De la même manière que la sexualité est investie de la capacité à dire la vérité des sujets, à révéler le plus intime et le plus vrai d’une personne, de la même manière, il me semble, l’activité commerciale est investie du pouvoir d’exprimer le sujet. L’on va ainsi parler de “création” d’entreprise. L’idée centrale (le business plan) est présentée comme l’inspiration : elle hante, part, revient, se stabilise un moment dans un projet. Le statut d’entrepreneur lui-même — qui nécessite de couper les liens avec la sécurité d’un travail salarié — peut se vivre sur un mode artiste (mais l’on aurait un artiste rationnel et ascétique).
Dans cette recherche de la vérité du moi, de l’expression d’un savoir sur soi, le blog de créateur d’entreprise du sexe semble réunir en un même lieu confession et profession :
Agnès G. a créé “Secrets d’Amour” et tient un blog relatant la mise en place de son entreprise :

Secrets d’amour a pour ambition de vous apporter, via ses produits, un moment de bonheur à deux… La société a donc imaginé des cadeaux d’un nouveau genre, uniquement dédiés à votre vie amoureuse…
Le concept unique (et déposé) allie originalité et “sensorialité”… (source)

J’ai créé ma boîte (point com) raconte presque au jour le jour, une création :

L’idée m’est venue mais je ne saurais dire comment. J’ai surtout eu une démarche d’entrepreneur en me demandant quels secteurs étaient porteurs. L’érotisme. Certes mais qu’en faire ? La vente par correspondance de produits sexy ! L’idée était là. Je la passais à travers ma moulinette financière. Une fois. Puis une deuxième fois.

AnneLolotte :

Me voici aujourd’hui, lancée dans l’aventure SOFT (le nom de ma marque), dont le but est de commercialiser une gamme de produits érotiques pour les femmes. Tout un programme…
« Pourquoi ? », me demande-t-on souvent. Parce que la France est encore TRES en retard dans ce domaine, comparativement à ses voisins.
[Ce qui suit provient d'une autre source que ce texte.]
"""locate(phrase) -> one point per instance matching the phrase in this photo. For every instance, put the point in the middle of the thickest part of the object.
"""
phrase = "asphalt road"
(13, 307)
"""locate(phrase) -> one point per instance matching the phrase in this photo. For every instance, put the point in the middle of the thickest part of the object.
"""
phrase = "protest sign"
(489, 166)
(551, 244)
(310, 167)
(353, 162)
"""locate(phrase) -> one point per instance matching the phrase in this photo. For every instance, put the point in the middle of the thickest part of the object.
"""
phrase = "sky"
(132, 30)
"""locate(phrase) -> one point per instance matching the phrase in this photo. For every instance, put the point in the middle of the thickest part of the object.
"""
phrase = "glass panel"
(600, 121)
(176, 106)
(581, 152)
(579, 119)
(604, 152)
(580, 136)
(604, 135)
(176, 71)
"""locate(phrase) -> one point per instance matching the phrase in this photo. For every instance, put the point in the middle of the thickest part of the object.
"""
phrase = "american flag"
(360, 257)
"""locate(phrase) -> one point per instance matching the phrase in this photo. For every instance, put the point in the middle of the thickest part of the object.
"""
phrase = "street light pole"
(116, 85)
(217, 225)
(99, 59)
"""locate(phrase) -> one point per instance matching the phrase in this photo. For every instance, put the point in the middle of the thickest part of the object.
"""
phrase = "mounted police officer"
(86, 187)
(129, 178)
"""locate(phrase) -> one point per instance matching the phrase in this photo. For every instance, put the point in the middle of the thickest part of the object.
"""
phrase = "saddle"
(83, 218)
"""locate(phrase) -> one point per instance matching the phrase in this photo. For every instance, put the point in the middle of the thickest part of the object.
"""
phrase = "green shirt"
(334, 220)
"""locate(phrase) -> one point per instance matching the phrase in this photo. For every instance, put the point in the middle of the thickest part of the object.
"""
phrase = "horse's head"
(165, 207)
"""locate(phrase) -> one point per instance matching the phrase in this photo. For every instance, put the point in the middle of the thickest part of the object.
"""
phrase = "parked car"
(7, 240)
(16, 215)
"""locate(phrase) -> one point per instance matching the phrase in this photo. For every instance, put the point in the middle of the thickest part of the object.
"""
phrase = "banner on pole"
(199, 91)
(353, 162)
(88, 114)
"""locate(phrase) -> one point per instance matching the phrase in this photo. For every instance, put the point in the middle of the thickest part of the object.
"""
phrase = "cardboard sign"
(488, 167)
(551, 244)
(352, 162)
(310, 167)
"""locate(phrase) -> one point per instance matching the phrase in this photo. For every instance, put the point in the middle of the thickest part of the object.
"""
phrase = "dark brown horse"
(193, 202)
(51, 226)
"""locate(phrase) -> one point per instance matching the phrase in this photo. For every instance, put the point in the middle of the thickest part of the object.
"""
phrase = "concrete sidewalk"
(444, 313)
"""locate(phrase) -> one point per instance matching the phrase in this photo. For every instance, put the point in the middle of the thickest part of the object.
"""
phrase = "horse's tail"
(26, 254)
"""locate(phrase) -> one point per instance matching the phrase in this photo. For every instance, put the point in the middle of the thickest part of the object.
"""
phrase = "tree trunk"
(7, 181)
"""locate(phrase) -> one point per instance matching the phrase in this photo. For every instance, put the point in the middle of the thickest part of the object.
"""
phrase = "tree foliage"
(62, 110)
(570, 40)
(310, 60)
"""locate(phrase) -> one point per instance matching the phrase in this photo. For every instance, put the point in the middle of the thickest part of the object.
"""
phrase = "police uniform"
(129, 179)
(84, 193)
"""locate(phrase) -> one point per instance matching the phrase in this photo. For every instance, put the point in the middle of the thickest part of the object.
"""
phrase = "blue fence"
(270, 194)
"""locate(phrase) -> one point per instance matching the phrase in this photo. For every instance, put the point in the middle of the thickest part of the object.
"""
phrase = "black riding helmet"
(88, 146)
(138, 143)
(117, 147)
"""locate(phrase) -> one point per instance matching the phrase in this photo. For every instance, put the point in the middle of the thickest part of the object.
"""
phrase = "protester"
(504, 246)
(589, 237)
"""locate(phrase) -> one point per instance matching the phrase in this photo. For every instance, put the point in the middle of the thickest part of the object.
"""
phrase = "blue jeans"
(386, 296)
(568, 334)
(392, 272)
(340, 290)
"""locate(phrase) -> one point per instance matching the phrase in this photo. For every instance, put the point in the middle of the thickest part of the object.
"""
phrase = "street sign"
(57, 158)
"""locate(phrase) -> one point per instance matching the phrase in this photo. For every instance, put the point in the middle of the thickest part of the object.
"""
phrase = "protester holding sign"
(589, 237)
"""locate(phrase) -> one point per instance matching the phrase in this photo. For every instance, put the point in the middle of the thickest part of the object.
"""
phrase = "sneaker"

[Consulter aussi Nathalie / Pimentrose]
Mais trêve de boltansko-foucaldisme (i.e. du mélange incontrôlé de De la justification et de La Volonté de savoir)… je pense en avoir un peu trop fait ici. Si ce blog me permet de tester les premières versions de certaines hypothèses, il ne faudrait pas non plus exagérer… Ces lignes voulaient considérer certains aspects des commerces sexuels (la “culture matérielle” et une toute petite explosion discursive).